5.4.1 Analysis of criterion layer obstacle factors

Resource resilience, ecological resilience, output resilience, and scale resilience were designated as A1, A2, A3, and A4, respectively. Population urbanization, economic urbanization, land urbanization, social urbanization, and environmental urbanization were labeled as B1, B2, B3, B4, and B5. As shown in Table 4, the primary obstacle factors affecting the coupling coordination degree in 2011 and 2019 were A3 (output resilience), A4 (scale resilience), and B3 (land urbanization), indicating that most provinces faced common challenges.

The theory of land scarcity suggests that land use competition creates trade-offs between different purposes (He et al., 2024). In cultivated land resource resilience and land urbanization, land serves as a critical resource input. Given its limited availability, allocation for one purpose often reduces its availability for another. Addressing these conflicts requires optimal land-use planning and improved efficiency. The prominence of cultivated land area-related factors among the top three obstacles further supports the theory of land scarcity.

In the analysis of barrier factors, B5 (environmental urbanization) was absent from the top three obstacle factors, suggesting that national policies promoting green urban development have yielded considerable results. However, in 2019, A2 (ecological resilience) emerged as an increasing concern in Jiangsu and Shandong, highlighting the need for better management of pesticides, fertilizers, and agricultural films to enhance cultivated land resilience in these provinces.

5.4.2 Analysis of index layer obstacle factors

Identifying obstacle factors in the coupling coordination degree solely at the criterion layer may obscure individual differences among sub-indicators. Therefore, given the similarity of major obstacle degrees at the criterion layer in both years, a more detailed subdivision of the index layer for 2019 was conducted.
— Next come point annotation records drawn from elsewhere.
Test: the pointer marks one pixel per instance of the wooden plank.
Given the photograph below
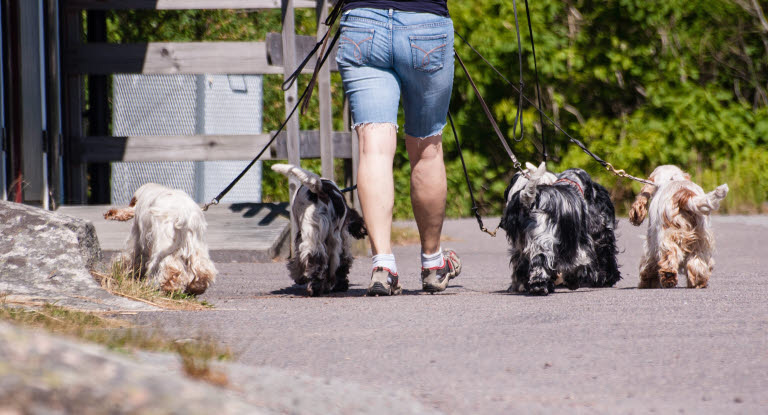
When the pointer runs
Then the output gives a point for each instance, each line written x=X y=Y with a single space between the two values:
x=310 y=145
x=76 y=5
x=246 y=58
x=30 y=99
x=99 y=174
x=53 y=96
x=290 y=98
x=3 y=144
x=304 y=45
x=72 y=92
x=172 y=148
x=324 y=99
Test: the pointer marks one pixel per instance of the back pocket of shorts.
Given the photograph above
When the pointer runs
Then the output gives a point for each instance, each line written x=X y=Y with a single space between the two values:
x=355 y=46
x=428 y=52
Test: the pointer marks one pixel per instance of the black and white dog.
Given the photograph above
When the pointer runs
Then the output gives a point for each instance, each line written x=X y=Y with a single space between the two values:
x=320 y=213
x=551 y=224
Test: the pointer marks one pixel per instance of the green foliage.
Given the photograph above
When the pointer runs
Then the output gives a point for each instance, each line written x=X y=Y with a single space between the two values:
x=641 y=83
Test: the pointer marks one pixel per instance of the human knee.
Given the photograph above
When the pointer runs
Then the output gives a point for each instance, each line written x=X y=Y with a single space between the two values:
x=426 y=149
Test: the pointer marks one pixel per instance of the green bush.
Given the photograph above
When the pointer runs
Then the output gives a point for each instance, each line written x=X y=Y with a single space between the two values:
x=641 y=83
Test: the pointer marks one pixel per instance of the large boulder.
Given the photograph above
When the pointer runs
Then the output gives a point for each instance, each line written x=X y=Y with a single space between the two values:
x=47 y=257
x=44 y=374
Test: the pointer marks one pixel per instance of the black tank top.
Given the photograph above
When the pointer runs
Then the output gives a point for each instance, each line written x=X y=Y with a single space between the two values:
x=439 y=7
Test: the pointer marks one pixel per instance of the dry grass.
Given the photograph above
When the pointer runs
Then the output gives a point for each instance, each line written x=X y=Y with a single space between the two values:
x=196 y=355
x=122 y=280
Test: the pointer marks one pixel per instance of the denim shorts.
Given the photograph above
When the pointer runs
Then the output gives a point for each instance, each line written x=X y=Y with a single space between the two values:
x=386 y=54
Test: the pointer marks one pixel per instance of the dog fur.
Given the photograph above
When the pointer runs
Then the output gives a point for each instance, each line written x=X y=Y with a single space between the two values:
x=601 y=224
x=547 y=229
x=679 y=239
x=324 y=221
x=167 y=241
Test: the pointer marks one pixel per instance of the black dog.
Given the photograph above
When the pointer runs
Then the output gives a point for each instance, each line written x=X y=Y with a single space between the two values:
x=547 y=220
x=322 y=259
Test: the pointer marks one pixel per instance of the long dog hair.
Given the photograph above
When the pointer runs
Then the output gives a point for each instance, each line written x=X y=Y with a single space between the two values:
x=547 y=229
x=679 y=239
x=324 y=222
x=167 y=241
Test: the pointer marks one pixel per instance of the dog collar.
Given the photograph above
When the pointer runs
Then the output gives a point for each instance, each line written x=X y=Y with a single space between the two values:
x=572 y=183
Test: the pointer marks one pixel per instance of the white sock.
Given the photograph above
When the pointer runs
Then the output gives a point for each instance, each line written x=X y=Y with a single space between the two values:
x=385 y=261
x=432 y=260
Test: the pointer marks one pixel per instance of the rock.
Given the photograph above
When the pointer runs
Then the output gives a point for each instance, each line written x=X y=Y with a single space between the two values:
x=47 y=257
x=40 y=373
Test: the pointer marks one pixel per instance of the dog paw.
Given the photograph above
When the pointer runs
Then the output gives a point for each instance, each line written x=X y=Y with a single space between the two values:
x=341 y=286
x=668 y=279
x=538 y=288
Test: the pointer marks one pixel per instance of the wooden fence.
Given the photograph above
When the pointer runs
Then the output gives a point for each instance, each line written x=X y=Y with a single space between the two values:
x=277 y=55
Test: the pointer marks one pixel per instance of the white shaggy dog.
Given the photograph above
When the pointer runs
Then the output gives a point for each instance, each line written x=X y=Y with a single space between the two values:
x=324 y=222
x=679 y=239
x=167 y=241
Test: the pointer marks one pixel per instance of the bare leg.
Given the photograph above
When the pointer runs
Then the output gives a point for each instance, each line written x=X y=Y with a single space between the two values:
x=375 y=184
x=428 y=188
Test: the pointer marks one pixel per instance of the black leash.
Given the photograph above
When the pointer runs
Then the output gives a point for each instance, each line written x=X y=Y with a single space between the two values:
x=488 y=114
x=348 y=189
x=475 y=208
x=605 y=164
x=538 y=87
x=302 y=101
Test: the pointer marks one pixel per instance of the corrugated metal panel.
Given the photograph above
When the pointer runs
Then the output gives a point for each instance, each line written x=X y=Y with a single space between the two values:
x=187 y=105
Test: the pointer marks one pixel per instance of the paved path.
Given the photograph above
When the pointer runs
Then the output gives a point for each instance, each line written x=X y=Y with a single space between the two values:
x=476 y=349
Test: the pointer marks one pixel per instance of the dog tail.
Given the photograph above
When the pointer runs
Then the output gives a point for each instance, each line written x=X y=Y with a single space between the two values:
x=307 y=178
x=710 y=202
x=528 y=194
x=122 y=215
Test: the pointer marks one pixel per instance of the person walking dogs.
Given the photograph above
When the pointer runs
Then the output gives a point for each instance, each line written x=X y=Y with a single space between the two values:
x=390 y=49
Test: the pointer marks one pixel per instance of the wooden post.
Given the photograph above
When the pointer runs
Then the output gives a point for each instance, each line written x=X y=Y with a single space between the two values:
x=291 y=96
x=72 y=92
x=324 y=98
x=29 y=95
x=3 y=144
x=98 y=117
x=53 y=97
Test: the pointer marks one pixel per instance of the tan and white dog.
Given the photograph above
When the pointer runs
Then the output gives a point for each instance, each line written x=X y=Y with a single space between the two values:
x=167 y=242
x=679 y=239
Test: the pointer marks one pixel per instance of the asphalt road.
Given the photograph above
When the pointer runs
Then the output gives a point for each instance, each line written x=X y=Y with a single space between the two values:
x=477 y=349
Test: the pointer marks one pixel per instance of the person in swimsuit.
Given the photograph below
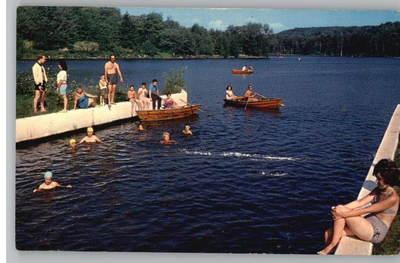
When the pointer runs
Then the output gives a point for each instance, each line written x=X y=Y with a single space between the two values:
x=40 y=80
x=62 y=83
x=90 y=137
x=143 y=94
x=169 y=102
x=83 y=100
x=167 y=139
x=370 y=217
x=111 y=72
x=132 y=97
x=140 y=127
x=229 y=93
x=49 y=183
x=187 y=130
x=250 y=94
x=103 y=89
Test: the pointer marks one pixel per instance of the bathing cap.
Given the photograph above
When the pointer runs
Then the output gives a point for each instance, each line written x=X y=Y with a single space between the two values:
x=48 y=175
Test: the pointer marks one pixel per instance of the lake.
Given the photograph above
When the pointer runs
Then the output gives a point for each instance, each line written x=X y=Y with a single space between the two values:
x=247 y=181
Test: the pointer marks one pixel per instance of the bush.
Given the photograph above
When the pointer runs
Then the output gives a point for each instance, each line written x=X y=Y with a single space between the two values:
x=87 y=46
x=174 y=82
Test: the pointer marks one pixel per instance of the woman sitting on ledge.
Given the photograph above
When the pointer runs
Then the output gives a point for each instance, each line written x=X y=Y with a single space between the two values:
x=369 y=223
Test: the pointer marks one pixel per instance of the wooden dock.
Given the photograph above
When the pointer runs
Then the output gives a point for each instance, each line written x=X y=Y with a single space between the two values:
x=38 y=127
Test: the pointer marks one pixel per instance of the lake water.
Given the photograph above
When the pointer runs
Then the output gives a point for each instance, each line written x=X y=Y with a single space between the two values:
x=247 y=181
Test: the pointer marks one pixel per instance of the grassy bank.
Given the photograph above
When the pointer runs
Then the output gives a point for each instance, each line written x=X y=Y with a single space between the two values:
x=391 y=244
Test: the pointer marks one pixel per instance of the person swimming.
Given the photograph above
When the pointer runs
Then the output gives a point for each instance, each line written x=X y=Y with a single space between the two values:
x=90 y=137
x=140 y=127
x=72 y=143
x=48 y=183
x=167 y=139
x=187 y=130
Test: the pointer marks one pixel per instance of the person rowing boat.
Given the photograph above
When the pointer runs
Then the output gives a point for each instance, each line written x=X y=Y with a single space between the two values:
x=250 y=95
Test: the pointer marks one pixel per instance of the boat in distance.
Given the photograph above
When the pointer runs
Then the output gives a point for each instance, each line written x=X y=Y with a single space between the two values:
x=242 y=72
x=263 y=103
x=168 y=114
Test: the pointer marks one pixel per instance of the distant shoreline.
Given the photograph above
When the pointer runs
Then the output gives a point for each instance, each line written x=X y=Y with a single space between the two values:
x=58 y=57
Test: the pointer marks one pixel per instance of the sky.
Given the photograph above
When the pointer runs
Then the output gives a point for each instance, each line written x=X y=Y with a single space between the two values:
x=278 y=19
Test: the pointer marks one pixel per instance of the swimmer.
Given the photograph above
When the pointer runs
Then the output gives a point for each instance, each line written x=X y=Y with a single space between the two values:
x=140 y=127
x=90 y=137
x=72 y=143
x=49 y=183
x=167 y=139
x=187 y=131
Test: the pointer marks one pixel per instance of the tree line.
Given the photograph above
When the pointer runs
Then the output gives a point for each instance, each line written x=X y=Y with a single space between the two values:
x=91 y=31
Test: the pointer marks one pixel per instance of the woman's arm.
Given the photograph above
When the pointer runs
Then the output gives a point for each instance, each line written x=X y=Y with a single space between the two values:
x=361 y=202
x=375 y=208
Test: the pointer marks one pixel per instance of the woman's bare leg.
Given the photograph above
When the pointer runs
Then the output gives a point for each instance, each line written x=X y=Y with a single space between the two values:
x=42 y=100
x=65 y=102
x=36 y=100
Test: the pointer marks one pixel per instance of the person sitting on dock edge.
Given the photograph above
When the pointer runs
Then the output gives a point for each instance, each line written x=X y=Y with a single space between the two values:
x=90 y=137
x=155 y=94
x=103 y=90
x=187 y=130
x=48 y=183
x=143 y=95
x=83 y=100
x=370 y=217
x=133 y=98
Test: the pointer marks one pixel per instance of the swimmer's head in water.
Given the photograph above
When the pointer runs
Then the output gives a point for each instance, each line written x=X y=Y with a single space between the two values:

The top five most important factors were selected for in-depth analysis (see Table 5).

Indicators of cultivated land system resilience were denoted as A11-A23, while indicators of new urbanization were represented as B11-B23. The analysis shows that, in most provinces, the primary obstacle factors at the index level in 2019 were food security (A21), per capita cultivated land area (A22), and built-up area (B17). These three sub-indicators correspond to A3, A4, and B3 in the criterion layer.
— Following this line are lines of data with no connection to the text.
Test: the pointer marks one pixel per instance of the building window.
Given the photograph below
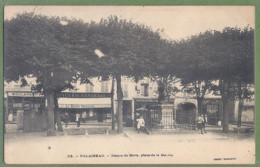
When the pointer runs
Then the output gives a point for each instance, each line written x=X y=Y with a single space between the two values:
x=89 y=88
x=144 y=89
x=125 y=90
x=104 y=86
x=212 y=108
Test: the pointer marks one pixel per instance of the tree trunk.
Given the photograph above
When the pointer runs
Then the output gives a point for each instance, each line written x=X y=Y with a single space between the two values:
x=57 y=113
x=240 y=105
x=50 y=114
x=240 y=108
x=225 y=114
x=120 y=104
x=112 y=104
x=199 y=101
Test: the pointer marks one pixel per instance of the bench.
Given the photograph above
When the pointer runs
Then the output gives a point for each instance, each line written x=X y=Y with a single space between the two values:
x=75 y=131
x=244 y=130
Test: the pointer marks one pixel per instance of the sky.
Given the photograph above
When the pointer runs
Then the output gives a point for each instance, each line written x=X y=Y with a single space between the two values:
x=178 y=22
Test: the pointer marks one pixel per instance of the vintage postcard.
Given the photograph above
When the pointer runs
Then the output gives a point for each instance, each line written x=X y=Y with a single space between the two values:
x=129 y=85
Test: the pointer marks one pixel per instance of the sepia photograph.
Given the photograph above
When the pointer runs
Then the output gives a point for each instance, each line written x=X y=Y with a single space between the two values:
x=129 y=84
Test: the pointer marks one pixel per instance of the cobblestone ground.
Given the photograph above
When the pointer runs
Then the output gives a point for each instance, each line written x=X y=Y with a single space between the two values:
x=130 y=147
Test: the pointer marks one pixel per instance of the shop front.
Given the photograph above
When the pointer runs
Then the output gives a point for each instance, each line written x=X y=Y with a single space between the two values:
x=26 y=101
x=92 y=107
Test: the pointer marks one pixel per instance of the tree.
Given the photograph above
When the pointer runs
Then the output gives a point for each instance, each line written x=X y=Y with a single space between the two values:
x=194 y=66
x=230 y=60
x=225 y=57
x=38 y=47
x=129 y=50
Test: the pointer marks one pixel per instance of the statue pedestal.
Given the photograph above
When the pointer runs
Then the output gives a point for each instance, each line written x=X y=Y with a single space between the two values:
x=164 y=115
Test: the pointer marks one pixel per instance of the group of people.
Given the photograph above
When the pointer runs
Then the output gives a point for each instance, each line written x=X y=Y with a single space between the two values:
x=201 y=123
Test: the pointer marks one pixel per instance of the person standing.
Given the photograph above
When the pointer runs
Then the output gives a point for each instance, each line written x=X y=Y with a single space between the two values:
x=140 y=123
x=67 y=119
x=200 y=123
x=137 y=116
x=205 y=120
x=78 y=119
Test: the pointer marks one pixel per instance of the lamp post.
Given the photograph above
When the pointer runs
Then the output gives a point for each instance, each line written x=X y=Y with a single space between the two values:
x=33 y=91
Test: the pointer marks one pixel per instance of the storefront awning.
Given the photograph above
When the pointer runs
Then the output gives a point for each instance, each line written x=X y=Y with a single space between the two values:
x=84 y=102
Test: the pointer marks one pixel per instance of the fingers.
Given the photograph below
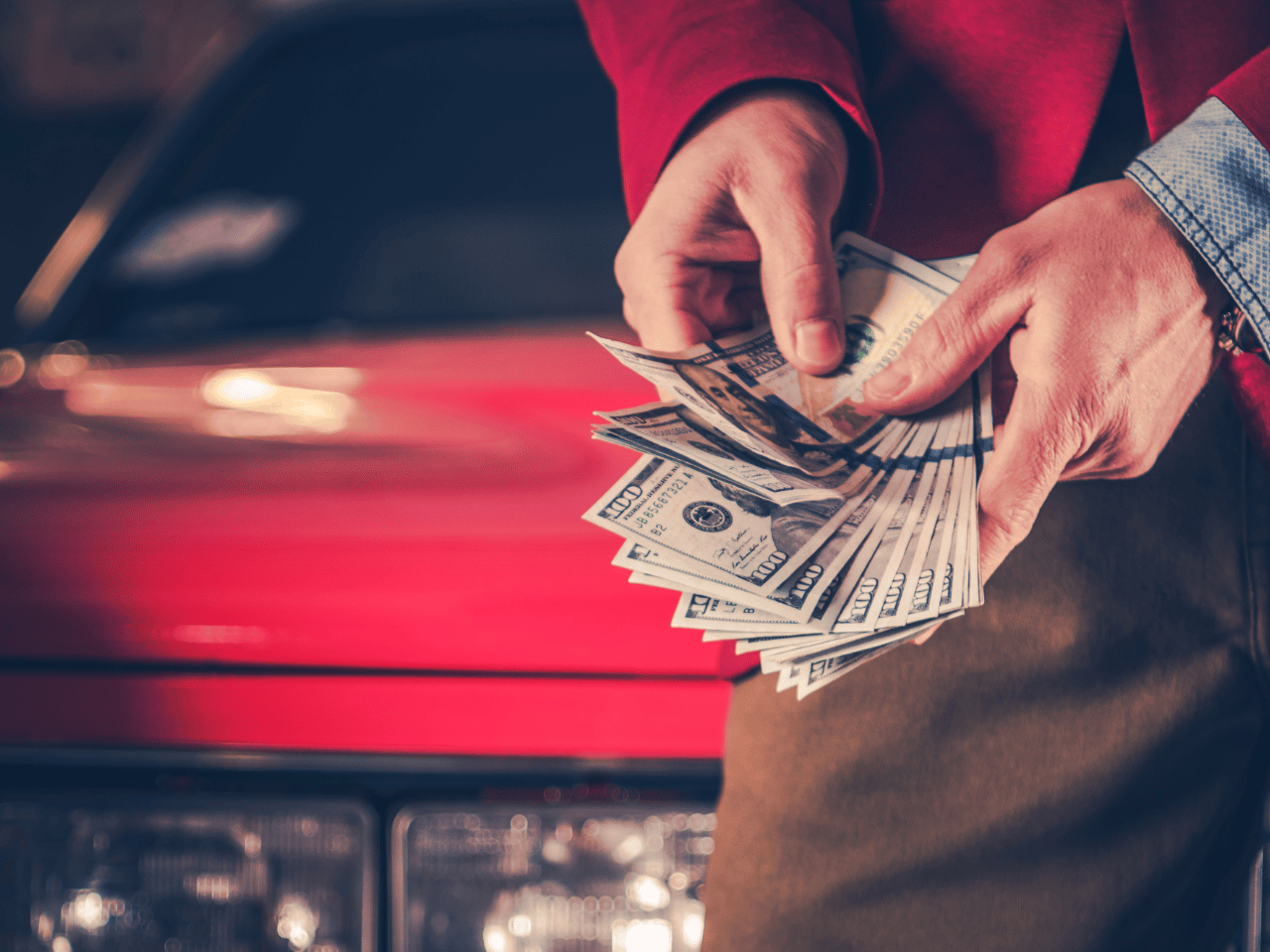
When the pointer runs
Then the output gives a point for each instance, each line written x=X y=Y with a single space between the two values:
x=681 y=289
x=801 y=282
x=953 y=340
x=1033 y=445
In Heilongjiang, the top three obstacle factors were concentrated in the new urbanization system, including per capita GDP(B13), per capita urban road area (B16), and built-up area (B17). This suggests that while Heilongjiang demonstrated strong cultivated land system resilience, further optimization is required for new urbanization development. For Inner Mongolia, the province needs to focus on addressing its higher education problems and strengthening the education of its high-level talents. Expanding the analysis to the top five factors, per capita GDP (B13) was a common obstacle factor in most provinces, while other factors varied. For example, per capita urban road area (B16) and the average number of students in higher education schools per 100,000 population (B19) were considerable obstacle factors in certain provinces.

The analysis of obstacle factors at the criterion layer and index layer suggests that the core factors affecting the coupling coordination degree between cultivated land system resilience and new urbanization primarily involve land and labor resources, as well as grain output. Per capita grain consumption, a key measure of food security, is directly dependent on land and labor inputs. While different factors influence coordination in different years, the advancement of urbanization must not come at the expense of agricultural land loss. The 1.8 billion mu of cultivated land red line, set by the Chinese government, must be strictly upheld. Moreover, per capita GDP, as an indicator of regional economic development, plays a crucial role. Limited economic growth can constrain investments in both cultivated land system resilience and new urbanization development.

6 Discussion

The coordination of urbanization and cultivated land use is essential for the balanced development of urban and rural areas (Wei and Lu, 2024). The interaction between cultivated land system resilience and new urbanization affects food security, as both systems involve the mutual flow of factors (Lee et al., 2024). Given the volatile external environment, research on cultivated land system resilience has become increasingly urgent (Li et al., 2025). Exploring the coupling coordination degree between these two systems, as well as its spatio-temporal evolution, obstacle factors, and development countermeasures, offer theoretical insights and practical guidance for enhancing cultivated land system resilience and promoting new urbanization.

This study constructs a theoretical framework to analyze the coupling coordination between cultivated land system resilience and new urbanization while systematically outlining their coordination mechanisms. Using data from 13 major grain-producing provinces (2011–2019), this study examines the coupling coordination degree and its spatio-temporal evolution by integrating the entropy method and the coupling coordination model. In addition, the obstacle degree model is employed to identify key barriers affecting the coordination of these systems.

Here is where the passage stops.